Beany (née Catherine), the youngest of the four motherless Malones of Denver, is the heroine of Lenora Mattingly Weber’s series for teenage girls, and she spends much of the series (the first book appeared in 1943, the last in 1969) worrying about what to cook for dinner and if her family will like it.
Beany is also—argued Maureen Corrigan, longtime book critic for NPR’s Fresh Air and author of the new literary memoir Leave Me Alone, I’m Reading—a secular martyr, placed with the nuns’ seal of approval on Corrigan’s grammar-school reading list. Which is why Beany turned up in a discussion titled What Catholic Martyr Stories Taught Me about Getting to Heaven—and Getting Even.

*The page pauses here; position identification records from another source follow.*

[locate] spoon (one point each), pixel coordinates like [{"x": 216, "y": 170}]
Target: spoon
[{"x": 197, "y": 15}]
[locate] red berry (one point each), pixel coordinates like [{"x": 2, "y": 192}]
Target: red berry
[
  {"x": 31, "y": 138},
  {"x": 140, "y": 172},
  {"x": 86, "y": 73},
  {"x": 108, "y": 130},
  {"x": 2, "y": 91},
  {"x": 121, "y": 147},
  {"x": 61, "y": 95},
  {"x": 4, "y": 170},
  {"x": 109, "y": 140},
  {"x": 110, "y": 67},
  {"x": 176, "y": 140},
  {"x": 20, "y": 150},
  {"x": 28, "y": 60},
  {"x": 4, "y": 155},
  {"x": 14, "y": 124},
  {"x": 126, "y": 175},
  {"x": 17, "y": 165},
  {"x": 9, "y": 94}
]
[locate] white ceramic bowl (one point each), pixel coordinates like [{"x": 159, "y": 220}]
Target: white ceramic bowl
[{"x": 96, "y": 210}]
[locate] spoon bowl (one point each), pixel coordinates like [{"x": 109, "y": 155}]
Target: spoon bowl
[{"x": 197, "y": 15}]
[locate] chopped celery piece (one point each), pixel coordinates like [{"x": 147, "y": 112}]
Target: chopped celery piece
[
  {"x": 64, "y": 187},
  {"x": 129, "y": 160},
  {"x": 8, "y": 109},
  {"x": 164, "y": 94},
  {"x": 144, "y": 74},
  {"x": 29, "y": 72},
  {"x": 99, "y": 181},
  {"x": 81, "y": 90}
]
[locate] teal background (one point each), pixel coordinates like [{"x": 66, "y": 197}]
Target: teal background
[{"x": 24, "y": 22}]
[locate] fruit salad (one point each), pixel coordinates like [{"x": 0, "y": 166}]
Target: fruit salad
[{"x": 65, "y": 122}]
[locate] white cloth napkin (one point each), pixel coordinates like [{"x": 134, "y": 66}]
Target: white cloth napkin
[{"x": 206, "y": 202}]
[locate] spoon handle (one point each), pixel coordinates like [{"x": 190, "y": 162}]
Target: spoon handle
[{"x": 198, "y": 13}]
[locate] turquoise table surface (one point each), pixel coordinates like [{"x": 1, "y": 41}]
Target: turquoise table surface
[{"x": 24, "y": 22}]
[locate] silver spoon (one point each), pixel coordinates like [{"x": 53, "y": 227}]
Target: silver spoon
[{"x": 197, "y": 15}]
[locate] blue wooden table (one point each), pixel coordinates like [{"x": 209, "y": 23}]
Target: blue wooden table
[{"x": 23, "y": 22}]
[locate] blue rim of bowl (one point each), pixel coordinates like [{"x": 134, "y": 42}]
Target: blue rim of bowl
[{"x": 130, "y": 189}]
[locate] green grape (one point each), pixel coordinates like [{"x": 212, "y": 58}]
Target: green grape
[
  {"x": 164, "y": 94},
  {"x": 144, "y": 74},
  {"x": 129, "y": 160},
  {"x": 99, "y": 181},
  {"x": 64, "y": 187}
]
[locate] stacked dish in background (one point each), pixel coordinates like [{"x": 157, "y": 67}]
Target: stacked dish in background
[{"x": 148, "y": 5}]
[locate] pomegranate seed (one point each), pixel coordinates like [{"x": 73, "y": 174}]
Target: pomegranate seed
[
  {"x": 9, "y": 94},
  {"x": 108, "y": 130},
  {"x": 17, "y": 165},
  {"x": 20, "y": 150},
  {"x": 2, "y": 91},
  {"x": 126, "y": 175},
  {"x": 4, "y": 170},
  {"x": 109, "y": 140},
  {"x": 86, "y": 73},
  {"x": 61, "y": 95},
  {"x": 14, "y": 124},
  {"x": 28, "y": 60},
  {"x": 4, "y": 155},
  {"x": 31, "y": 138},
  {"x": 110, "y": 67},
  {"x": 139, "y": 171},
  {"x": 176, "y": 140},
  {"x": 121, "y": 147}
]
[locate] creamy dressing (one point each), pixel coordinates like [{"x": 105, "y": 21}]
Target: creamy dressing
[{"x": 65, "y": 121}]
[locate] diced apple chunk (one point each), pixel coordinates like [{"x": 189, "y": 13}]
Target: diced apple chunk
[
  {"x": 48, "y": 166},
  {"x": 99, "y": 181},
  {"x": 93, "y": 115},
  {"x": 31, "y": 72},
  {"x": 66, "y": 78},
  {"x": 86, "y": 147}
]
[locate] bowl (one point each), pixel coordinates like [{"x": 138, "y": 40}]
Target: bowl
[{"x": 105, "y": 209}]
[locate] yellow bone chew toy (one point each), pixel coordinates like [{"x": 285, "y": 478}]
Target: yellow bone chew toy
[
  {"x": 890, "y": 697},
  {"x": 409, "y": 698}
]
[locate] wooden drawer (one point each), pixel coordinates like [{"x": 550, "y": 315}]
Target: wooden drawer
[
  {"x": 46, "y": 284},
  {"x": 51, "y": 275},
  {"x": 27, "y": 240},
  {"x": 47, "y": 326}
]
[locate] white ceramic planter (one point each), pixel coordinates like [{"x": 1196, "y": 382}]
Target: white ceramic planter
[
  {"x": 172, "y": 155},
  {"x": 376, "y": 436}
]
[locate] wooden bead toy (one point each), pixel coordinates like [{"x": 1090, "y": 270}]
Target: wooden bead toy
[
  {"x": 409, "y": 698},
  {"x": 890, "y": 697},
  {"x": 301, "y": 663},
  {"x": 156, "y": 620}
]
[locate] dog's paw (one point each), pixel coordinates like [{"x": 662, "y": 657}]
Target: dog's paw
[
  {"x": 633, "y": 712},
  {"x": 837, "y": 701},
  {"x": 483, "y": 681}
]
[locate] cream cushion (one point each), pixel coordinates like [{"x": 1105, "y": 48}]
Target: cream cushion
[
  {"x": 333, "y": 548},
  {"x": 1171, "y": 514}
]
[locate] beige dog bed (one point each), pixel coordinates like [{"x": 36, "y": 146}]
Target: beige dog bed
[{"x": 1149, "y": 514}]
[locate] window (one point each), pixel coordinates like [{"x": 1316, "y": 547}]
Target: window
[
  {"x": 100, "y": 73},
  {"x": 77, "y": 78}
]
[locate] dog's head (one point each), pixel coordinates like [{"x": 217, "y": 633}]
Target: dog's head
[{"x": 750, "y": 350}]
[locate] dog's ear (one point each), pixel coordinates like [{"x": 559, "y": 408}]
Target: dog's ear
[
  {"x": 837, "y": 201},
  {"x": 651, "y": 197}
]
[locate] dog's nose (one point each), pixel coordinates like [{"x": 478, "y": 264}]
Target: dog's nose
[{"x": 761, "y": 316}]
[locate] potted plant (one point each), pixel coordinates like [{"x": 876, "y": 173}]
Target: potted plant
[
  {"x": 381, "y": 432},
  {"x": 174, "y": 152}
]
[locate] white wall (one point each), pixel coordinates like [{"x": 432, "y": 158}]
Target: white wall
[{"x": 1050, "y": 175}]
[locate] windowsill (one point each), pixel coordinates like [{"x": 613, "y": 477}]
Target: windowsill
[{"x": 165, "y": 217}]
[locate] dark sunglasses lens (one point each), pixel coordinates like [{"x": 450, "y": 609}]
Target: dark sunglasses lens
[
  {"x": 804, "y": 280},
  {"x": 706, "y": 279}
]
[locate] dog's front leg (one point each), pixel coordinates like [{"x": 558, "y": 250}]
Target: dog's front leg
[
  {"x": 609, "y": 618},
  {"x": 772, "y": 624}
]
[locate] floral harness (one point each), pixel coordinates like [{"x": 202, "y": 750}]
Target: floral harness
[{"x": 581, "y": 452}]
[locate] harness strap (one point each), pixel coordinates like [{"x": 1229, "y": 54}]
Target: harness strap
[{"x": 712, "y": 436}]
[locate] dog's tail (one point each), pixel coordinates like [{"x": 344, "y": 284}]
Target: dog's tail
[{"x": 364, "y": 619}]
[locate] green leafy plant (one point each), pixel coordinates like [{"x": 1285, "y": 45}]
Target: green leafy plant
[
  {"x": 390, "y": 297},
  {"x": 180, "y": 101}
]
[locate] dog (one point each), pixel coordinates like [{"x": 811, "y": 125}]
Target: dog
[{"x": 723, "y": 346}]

As Corrigan, who teaches literature at Georgetown University, told the Swift Commons diners, “The beauty of series literature is that you can see certain themes developing over the course of the years.” Beany’s life trajectory—including the moment when the handsome young man from whom she’s expecting a marriage proposal announces his decision to become a priest—is fueled by “the tension between self-fulfillment and offering it up” at the altar of self-sacrifice.
The Beany Malone books also make it into Leave Me Alone, I’m Reading, a project for which Corrigan “decided to give myself permission to just talk about books that had stayed with me.” And, yes, she said during the Q&A, the books’ messages stayed with her, to “mixed” effect: “They toughened me to endure stuff that I would have otherwise more wisely gotten out of much sooner.”
—M.R.Y.
Beany Malone (top) may offer messages of self-denial but, says Maureen Corrigan, author of Leave Me Alone, I'm Reading (bottom), "Reading itself is essentially an antisocial act."